I prefer to finish as much of an illustration as possible on paper and save the computer for touch ups and special effects. I really like having a flat file filled with with completed drawings. I’ve used gray tone markers to shade the ground and Little Red’s skin. I used a B pencil for the fur and her dress. If I were intending this illustration to be black and white I might consider it done at this point.
This is a color piece, however, and color means Photoshop. I’ve got a shoe box filled with colored felt markers that rarely get a work out. I save them for the illustrations that I plan to give to people. When I’m creating an illustration for print or the web I do the color in Photoshop. It’s not because I think the program is better at color than the markers. I use it because it allows me to change my mind.
Tomorrow: Flat Colors
Yesterday I posted the pencil drawing/sketch of this illustration. Today I’ve posted the inked version. I sometimes do illustrations that are just pencil drawings but, for the most part, I like to ink at least part of the drawing. Ink gives good strong lines and areas of black that pencils generally don’t. That helps define the illustration and give the rest of the art something to react against.
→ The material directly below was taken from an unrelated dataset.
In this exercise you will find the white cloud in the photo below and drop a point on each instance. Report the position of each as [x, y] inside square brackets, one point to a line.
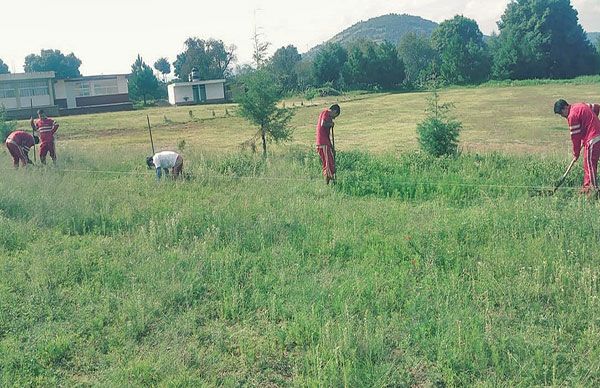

If I were doing a simple black and white piece I’d ink in a few more details with a pen and be done but this is a color illustration so there’s a lot more to do.
Tomorrow: Shadow and Tone
Happy New Year! And welcome to my website. I’ve been posting sketches, drawings, illustrations, cartoons and various rants and rambles over at skook.blogspot.com since 2003. I’ve owned davidingersoll.com and davidleeingersoll.com since 2007 but until recently those addresses were pointed at a blogspot site that I really wasn’t giving much attention. I’ve got an epilogue.net gallery, a kaijuphile.com gallery, a deviantart.com account, a myspace account, a facebook account and I’ve posted art here and there around the net. I’m a regular scattered 21st century netizen.
I’d also like to be more organized and easier to find. So, while I’m sure I’ll continue to update at my various other web addresses, I’m going to be focusing most of my attention here at Skookworks. There’s a lot to be done to get this site into the sort of comprehensive shape I’d like so if you run across a page that seems unfinished it probably is. I’ve got three galleries posted (see the Galleries page for direct links) and have more in the works.
For my first set of posts I’ll be doing a process series; showing and discussing the stages of an illustration from sketch to finished art.
My first step in any illustration is usually a noodly little thumbnail sketch to figure out the basic composition of the illustration. Usually that little sketch is a barely legible thing and I almost never scan it or post it. I generally don’t think about scanning anything until I’ve done the pencil sketch that I’ll actually use for the final illustration. One of these days I’ll try to remember to document the early stage sketches.
The character in the sketch above is currently named Little Red. Her name may change if something more unique comes to mind. You can see a finished illustration of her in a couple of the header banners for this site. (They’re set to post randomly so she may not be featured in the one that’s currently showing. Click the refresh button if you’d like to see the other banners. There are currently four available.) She’s a character I first created in an illustration I did for Nizzibet’s birthday. We both liked her so much that I’ve adopted her as one of the mascots for this site and have a number of projects planned around her. I’ve done a few other small pieces with her but this is the first large one and the first in which she interacts with other characters.